Sharing custody isn’t always easy. That’s especially true if you’re new to a custody sharing arrangement. It does take some time, but having some useful advice from an Orlando child custody attorney on hand can make a difference. Try these tips to make sharing custody and co-parenting easier. 

Tips For Those Sharing Custody of Your Children 

Work on Communication

If you and your former spouse didn’t part on good terms, this can be a challenge. However, keeping clear and cordial communication can make all the difference when you share custody. 

You don’t need to be overly friendly, but you do need to make an effort. You may choose to have set times to discuss visits or parenting decisions, or keep an open line of communication. If you struggle to keep emotions out of the conversation, try to think of this communication as a respectful but necessary business conversation. 

Let Children be Children

Children don’t need to know all the complex details about your separation. In fact, it’s just not right to make kids take on the burden of your separation, even if it is unintentional. The only concern the children should have is when they get to see each parent. If you and the other parent are having trouble, keep it between the adults and away from the kids. 

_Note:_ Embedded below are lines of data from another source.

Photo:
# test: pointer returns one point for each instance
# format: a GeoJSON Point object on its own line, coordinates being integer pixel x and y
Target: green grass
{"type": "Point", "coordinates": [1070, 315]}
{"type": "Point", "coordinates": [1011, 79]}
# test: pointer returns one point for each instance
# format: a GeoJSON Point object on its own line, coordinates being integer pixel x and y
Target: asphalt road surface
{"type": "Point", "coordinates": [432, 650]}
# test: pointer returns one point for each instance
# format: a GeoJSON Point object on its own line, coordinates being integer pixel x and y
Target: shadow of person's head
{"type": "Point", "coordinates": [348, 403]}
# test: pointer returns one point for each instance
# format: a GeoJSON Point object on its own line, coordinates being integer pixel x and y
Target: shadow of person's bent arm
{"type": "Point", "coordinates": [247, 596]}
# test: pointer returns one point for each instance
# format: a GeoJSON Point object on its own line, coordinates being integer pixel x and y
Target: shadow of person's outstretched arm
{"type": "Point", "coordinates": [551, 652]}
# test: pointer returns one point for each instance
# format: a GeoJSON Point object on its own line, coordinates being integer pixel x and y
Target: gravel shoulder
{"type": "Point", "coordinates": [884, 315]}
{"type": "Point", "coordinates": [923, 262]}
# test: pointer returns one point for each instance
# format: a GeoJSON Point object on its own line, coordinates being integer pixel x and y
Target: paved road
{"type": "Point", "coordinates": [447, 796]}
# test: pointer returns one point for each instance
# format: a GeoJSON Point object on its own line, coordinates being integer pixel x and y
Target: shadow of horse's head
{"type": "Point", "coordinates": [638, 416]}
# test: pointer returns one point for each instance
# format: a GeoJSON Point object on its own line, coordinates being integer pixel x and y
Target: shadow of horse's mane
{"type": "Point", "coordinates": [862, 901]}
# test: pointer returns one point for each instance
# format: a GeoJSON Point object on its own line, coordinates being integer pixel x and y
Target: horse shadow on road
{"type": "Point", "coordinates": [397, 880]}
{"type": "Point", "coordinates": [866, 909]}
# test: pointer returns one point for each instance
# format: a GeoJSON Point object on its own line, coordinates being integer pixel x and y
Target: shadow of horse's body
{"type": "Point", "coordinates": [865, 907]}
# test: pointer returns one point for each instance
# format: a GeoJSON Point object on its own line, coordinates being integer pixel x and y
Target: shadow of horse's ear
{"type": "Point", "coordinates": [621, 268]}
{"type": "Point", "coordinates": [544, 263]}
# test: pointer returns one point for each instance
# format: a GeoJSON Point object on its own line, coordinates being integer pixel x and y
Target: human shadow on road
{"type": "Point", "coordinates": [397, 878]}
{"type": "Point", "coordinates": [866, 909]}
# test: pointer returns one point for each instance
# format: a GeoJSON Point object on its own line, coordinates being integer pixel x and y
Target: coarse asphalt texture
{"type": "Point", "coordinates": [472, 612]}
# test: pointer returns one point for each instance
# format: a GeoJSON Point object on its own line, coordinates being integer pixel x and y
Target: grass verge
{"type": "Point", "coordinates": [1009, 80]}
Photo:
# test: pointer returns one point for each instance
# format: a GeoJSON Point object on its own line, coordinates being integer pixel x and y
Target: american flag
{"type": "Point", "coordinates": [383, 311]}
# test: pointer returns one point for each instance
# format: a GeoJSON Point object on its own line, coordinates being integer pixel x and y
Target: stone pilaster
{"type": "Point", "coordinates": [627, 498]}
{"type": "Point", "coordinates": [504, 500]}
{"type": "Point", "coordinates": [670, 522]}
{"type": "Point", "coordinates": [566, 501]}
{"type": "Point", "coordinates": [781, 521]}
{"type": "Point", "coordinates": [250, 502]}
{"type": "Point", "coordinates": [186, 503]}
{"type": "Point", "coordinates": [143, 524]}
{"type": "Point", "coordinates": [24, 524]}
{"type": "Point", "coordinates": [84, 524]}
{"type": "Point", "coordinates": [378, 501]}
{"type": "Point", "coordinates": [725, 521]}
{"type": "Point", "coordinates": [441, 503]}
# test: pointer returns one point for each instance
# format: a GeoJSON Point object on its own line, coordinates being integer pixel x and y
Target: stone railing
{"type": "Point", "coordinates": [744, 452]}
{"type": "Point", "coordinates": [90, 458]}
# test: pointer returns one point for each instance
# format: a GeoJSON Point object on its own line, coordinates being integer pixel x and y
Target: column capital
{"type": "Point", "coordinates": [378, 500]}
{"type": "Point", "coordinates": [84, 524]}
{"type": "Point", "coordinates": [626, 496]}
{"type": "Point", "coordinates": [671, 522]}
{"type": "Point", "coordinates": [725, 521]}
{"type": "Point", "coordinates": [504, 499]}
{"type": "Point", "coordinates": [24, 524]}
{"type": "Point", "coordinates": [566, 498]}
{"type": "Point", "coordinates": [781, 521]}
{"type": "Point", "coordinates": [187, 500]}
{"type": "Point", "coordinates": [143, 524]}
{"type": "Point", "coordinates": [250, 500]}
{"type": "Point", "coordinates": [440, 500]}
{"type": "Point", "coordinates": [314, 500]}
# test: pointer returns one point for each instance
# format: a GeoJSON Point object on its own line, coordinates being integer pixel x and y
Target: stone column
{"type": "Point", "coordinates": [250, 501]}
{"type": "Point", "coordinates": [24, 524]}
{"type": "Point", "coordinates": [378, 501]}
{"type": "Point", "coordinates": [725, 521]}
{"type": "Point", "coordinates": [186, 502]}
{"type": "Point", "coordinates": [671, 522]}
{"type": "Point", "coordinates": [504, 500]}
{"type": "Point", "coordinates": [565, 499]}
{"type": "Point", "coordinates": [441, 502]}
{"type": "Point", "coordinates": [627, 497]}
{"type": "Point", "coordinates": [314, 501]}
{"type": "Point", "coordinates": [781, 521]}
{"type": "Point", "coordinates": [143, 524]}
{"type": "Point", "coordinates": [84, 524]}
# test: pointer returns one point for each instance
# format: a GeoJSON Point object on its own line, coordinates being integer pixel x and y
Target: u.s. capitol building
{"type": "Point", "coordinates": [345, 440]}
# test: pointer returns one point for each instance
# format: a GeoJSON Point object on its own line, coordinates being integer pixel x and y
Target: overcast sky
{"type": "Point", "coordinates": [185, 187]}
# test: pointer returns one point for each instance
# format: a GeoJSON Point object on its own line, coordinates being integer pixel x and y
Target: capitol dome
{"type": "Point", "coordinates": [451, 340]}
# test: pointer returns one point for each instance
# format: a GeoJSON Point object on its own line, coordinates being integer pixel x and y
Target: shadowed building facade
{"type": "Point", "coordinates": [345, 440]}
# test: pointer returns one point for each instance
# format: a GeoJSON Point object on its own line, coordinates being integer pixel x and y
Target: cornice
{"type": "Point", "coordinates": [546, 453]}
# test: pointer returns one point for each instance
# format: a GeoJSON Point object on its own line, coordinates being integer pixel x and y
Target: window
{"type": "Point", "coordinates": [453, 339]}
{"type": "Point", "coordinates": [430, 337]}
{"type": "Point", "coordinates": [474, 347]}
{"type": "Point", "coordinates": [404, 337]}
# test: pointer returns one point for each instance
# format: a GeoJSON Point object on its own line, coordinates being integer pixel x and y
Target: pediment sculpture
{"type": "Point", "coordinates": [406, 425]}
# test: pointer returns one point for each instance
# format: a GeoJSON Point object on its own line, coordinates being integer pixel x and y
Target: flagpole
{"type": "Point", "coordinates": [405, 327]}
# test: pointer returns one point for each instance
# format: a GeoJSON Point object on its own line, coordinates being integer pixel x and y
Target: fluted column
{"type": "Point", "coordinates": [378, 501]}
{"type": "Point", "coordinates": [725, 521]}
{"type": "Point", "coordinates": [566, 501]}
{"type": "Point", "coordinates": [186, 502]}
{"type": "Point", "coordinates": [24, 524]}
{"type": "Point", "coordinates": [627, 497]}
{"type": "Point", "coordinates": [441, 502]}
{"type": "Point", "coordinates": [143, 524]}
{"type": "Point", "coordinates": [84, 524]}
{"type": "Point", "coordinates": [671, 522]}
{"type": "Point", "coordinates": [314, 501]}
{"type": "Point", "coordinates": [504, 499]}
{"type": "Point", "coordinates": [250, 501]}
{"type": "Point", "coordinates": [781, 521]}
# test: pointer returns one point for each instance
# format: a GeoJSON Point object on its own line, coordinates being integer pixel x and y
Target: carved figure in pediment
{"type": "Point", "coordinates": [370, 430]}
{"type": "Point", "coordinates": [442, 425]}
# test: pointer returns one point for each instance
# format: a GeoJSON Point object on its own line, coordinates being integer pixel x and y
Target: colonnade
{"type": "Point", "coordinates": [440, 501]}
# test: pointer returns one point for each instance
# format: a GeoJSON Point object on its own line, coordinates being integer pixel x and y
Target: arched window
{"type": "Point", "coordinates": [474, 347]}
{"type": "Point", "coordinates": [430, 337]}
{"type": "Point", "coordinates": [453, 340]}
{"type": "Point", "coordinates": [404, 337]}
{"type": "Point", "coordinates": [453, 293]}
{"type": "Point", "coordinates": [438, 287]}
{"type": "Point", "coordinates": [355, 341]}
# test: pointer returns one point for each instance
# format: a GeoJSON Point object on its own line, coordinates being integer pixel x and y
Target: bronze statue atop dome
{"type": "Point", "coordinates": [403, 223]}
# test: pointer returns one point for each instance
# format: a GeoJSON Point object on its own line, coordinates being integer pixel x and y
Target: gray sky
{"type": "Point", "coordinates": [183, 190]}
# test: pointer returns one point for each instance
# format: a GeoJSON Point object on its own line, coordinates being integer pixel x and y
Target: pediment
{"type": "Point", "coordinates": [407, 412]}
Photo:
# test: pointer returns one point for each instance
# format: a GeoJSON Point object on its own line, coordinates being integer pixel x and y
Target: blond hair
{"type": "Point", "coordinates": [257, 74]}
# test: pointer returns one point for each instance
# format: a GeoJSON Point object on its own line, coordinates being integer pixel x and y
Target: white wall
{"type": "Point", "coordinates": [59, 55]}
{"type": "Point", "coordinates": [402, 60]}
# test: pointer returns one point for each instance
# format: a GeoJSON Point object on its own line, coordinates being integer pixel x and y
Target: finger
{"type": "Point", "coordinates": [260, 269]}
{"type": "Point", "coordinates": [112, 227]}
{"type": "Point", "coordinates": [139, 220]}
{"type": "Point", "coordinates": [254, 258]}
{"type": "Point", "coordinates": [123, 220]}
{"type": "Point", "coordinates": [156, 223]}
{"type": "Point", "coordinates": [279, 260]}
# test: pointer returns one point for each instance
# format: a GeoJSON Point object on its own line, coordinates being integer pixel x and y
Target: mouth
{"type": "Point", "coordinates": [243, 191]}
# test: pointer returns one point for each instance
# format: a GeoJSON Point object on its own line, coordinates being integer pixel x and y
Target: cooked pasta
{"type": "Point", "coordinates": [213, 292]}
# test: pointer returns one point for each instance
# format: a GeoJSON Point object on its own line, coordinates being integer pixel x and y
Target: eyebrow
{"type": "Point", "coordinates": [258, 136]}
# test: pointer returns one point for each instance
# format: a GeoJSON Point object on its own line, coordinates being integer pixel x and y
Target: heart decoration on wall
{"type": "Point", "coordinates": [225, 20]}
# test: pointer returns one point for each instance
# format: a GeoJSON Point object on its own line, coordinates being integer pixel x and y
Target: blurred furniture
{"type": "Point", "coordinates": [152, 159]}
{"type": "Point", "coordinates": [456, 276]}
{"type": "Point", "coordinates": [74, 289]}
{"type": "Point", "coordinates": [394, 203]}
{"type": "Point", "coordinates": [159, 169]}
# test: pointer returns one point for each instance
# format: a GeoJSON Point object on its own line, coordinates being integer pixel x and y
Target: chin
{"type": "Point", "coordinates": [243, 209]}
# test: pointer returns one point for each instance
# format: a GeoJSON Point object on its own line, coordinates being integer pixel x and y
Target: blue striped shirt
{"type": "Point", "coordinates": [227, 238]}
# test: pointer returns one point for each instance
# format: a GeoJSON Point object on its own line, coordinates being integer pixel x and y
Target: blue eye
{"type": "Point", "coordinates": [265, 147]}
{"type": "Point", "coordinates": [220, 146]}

Remember, your children don’t see your ex partner the way you do, and they don’t need to. If you’re upset with your ex or have negative opinions, rant to one of your peers, not one of your children. 

Keep it About the Kids

It can be hard to get past old feelings or hurt, but leave that out of your conversations. Bringing up old issues can further stoke resentment and make it difficult to communicate with the childrens’ needs at the forefront. 

Keep personal information out of your conversations and make sure communications are ‘kid centered.’ Remember, digressing into personal issues takes away valuable time that both you and the other parent can spend in better ways (i.e. with your children or doing something for them). 

Don’t Let Frustration Take Over

Co-parenting isn’t a smooth, step by step formula. You might have personality clashes, differences in opinion, and old disputes. When these come up, it’s easy to get overwhelmed and start feeling serious stress.

It’s inevitable that something will come up to provoke these emotions at some point. However, the way in which you handle it makes all the difference. Invest some time into stress management techniques that you can use when the time comes. 

Be Flexible

Sharing custody is based around a schedule. However, that schedule doesn’t need to be set in stone. If your ex partner has a special family event planned, or another kid-centered experience in mind, try to keep an open mind. 

Remember, allowing your kids to have a great relationship with both parents is what really matters. If it’s a short amount of time, give your ex the courtesy of that extra time so you can get the same in turn. If the activity takes longer, work out a deal to keep the kids for longer another time. 

Learn to be a Team

Co-parenting isn’t just being civil to one another. To be really successful, you should try to cultivate a ‘parenting team’ sort of relationship with your ex. 

Think of how kids often ask one parent for something. The first parent says no, so the kids ask the other parent that they know will say yes. This is confusing for children, and leads to issues understanding the rules. Try to create a cohesive parenting plan that works for everyone.

Conclusion

Sharing custody is not easy, especially right after a separation. There’s a lot to learn along the way, and there’s no ‘one size fits all’ guide. However, these tried and proven tips can help you and your ex when starting to coparent.